The strong leads are ably complemented by the cast of psychotics, eccentrics and false moralists whose fates are entangled with their own. At the point of her seduction by her brother, Annabella is being wooed by three official suitors: the dignified yet sinister Soranzo, the menacing Grimaldi and a Boris-Johnson-style buffoon, Bergetto. James Garnon’s Bergetto steals entire scenes with his adroit blend of clownishness and pathos. Made an outsider by his extreme stupidity, he – like the central characters – is blessed by true love, only to be brought down by the murderous machinations of those around him. Another bright splash of colour in this ethically muddy universe is Morag Siller’s bawdy Romeo-and-Juliet-style nurse, who eggs on her charge with all the humorous compassion of one who understands the importance of seizing happiness in a turbulent, hypocritical world.

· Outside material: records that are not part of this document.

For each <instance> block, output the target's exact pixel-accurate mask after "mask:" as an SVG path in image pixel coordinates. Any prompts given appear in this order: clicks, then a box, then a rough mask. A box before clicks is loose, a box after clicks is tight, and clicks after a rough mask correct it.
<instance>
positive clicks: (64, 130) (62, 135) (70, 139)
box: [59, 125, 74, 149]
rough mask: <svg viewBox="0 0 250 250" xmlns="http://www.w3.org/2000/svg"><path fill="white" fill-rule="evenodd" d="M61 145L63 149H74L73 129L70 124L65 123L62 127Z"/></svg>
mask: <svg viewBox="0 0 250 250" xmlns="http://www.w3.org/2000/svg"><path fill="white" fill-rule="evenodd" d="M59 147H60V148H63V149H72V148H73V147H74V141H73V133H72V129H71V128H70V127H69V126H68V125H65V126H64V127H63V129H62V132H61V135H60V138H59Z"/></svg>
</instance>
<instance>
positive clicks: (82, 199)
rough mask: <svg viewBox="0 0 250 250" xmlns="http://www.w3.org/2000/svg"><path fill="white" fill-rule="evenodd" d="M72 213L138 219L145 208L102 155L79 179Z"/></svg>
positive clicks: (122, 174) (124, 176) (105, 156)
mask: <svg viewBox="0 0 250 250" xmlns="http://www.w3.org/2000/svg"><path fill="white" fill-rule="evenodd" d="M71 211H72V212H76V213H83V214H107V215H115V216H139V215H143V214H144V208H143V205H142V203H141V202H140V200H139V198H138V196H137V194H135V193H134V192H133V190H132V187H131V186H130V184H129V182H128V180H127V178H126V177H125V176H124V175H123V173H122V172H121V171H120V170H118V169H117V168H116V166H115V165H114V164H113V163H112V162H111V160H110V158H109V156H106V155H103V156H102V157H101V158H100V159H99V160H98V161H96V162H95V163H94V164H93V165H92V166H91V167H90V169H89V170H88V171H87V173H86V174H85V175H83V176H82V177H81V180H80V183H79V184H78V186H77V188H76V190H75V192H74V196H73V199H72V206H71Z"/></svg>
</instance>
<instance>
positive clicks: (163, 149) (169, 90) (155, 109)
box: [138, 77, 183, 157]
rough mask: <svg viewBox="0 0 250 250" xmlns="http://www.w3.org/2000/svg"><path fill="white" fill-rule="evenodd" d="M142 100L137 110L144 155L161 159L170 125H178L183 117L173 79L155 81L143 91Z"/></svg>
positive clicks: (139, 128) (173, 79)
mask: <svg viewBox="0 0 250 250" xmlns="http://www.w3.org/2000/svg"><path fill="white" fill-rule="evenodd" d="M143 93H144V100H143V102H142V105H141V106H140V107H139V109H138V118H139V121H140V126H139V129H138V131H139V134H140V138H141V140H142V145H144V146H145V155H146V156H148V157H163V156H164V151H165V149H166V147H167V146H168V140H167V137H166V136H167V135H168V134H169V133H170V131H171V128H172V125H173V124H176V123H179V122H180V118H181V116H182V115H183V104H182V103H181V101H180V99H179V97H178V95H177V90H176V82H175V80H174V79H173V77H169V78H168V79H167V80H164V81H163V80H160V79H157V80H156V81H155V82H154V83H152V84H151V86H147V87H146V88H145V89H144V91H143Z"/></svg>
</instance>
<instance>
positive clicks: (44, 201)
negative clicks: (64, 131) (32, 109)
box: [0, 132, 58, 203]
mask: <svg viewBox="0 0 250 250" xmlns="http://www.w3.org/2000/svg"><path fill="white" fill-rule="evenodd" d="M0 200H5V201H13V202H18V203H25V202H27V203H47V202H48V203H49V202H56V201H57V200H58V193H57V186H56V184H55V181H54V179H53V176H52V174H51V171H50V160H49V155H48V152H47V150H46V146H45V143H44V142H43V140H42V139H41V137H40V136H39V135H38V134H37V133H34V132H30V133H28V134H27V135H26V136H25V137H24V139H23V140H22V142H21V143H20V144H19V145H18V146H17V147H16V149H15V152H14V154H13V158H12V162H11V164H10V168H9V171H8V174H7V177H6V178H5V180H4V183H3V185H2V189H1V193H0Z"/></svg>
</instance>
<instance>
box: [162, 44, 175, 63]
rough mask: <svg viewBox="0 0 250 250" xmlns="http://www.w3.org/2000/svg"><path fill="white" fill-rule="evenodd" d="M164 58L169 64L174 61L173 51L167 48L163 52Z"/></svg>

Yet the forces of violence have already been unleashed, both in the form of the psychosis of Jethro Skinner’s suitably menacing Grimaldi and the vengeful jealousy of Daniel Rabin’s Richardetto, a husband cuckolded by Soranzo. When Annabella falls pregnant, the need to embrace social convention takes the lovers from their private world of happiness to an environment in which survival is impossible. Thanks to this superb staging, every step of this terrible journey is as gripping as it is shocking. The cardinal’s final condemnation – that it is one woman’s sluttishness that is the root cause of all the evil around her – has all too many resonances in a world where honor killings and other violent repressions of female sexuality remain a terrifying and present reality.